Principles of Disease
Hypoglycemia without warning symptoms, or hypoglycemia unawareness, is a dangerous complication of type 1 diabetes probably caused by previous exposure to low blood glucose concentrations.2 Even a single hypoglycemic episode can reduce neurohumoral counter-regulatory responses to subsequent episodes. Other factors associated with recurrent hypoglycemic attacks include overaggressive or intensified insulin therapy, longer history of diabetes, autonomic neuropathy, and decreased epinephrine secretion or sensitivity.
Management
Treatment of hypoglycemia secondary to oral hypoglycemic agents depends on the agent. Metformin and the thiazolidinedione agents rarely cause significant or prolonged hypoglycemia, whereas sulfonylureas, which are insulin secretagogues, do cause hypoglycemia. Sulfonylurea oral hypoglycemic agents pose special problems because the hypoglycemia they induce tends to be prolonged and severe. Patients with an overdose of sulfonylurea hypoglycemic agents should have a minimum observation period of 24 hours if hypoglycemia is recurrent in the ED after management of the initial episode.

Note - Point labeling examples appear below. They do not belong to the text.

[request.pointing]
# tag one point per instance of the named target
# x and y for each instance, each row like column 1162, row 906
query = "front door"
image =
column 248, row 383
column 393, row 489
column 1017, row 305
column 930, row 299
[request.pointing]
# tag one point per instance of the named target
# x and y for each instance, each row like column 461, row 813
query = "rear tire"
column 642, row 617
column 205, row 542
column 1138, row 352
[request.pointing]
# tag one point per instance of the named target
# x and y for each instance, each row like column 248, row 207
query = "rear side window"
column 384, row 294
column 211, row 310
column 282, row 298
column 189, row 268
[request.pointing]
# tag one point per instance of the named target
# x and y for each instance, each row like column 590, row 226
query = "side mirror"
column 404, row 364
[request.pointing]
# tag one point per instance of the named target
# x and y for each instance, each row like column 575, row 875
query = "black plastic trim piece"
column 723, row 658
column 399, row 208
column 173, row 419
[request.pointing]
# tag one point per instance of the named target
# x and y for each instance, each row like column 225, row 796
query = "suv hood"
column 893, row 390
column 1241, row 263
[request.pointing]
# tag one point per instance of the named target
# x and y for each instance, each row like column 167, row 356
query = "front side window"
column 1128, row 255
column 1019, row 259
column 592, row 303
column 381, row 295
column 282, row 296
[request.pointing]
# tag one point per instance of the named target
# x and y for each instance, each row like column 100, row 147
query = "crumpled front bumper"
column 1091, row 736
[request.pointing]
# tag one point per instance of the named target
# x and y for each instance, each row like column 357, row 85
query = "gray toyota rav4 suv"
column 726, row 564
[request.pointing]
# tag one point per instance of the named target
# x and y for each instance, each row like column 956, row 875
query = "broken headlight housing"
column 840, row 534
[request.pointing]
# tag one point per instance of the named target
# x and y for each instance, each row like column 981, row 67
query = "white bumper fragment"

Patients at risk for hypoglycemia from oral sulfonylureas include patients with impaired renal function, pediatric patients, and patients who are naïve to hypoglycemic agents. Although symptoms may occur after an overdose, several case reports in patients with renal failure and pediatric patients describe refractory hypoglycemia after ingestion of a single pill. One case series of pediatric patients presenting with sulfonylurea ingestion who were euglycemic initially demonstrated an average time to onset of 8 hours to the initial hypoglycemic episode.3 However, onset of symptoms was delayed up to 18 hours in some patients. As a result, we recommend 23 hours of observation for patients with known or suspected ingestion of hypoglycemic agents.
A patient with hypoglycemia from sulfonylureas, in addition to standard glucose replacement, frequently requires treatment with an agent to inhibit further insulin release, such as octreotide, a somatostatin analogue. Several case series have described the use of octreotide in both adult and pediatric patients suffering from sulfonylurea-induced hypoglycemia, frequently reporting successful results with a significant decrease in the number of episodes of recurrent hypoglycemia. A randomized clinical trial concluded that patients receiving octreotide had a decreased glucose supplementation requirement.4 No single set protocol for use has been described; however, typical adult doses have ranged from 50 to 100 µg intravenously or subcutaneously every 12 hours, and pediatric dosages have ranged from 25 to 50 µg intravenously or subcutaneously. Whereas experience thus far with octreotide has been positive, it does not obviate the need for prolonged observation and serial glucose measurements.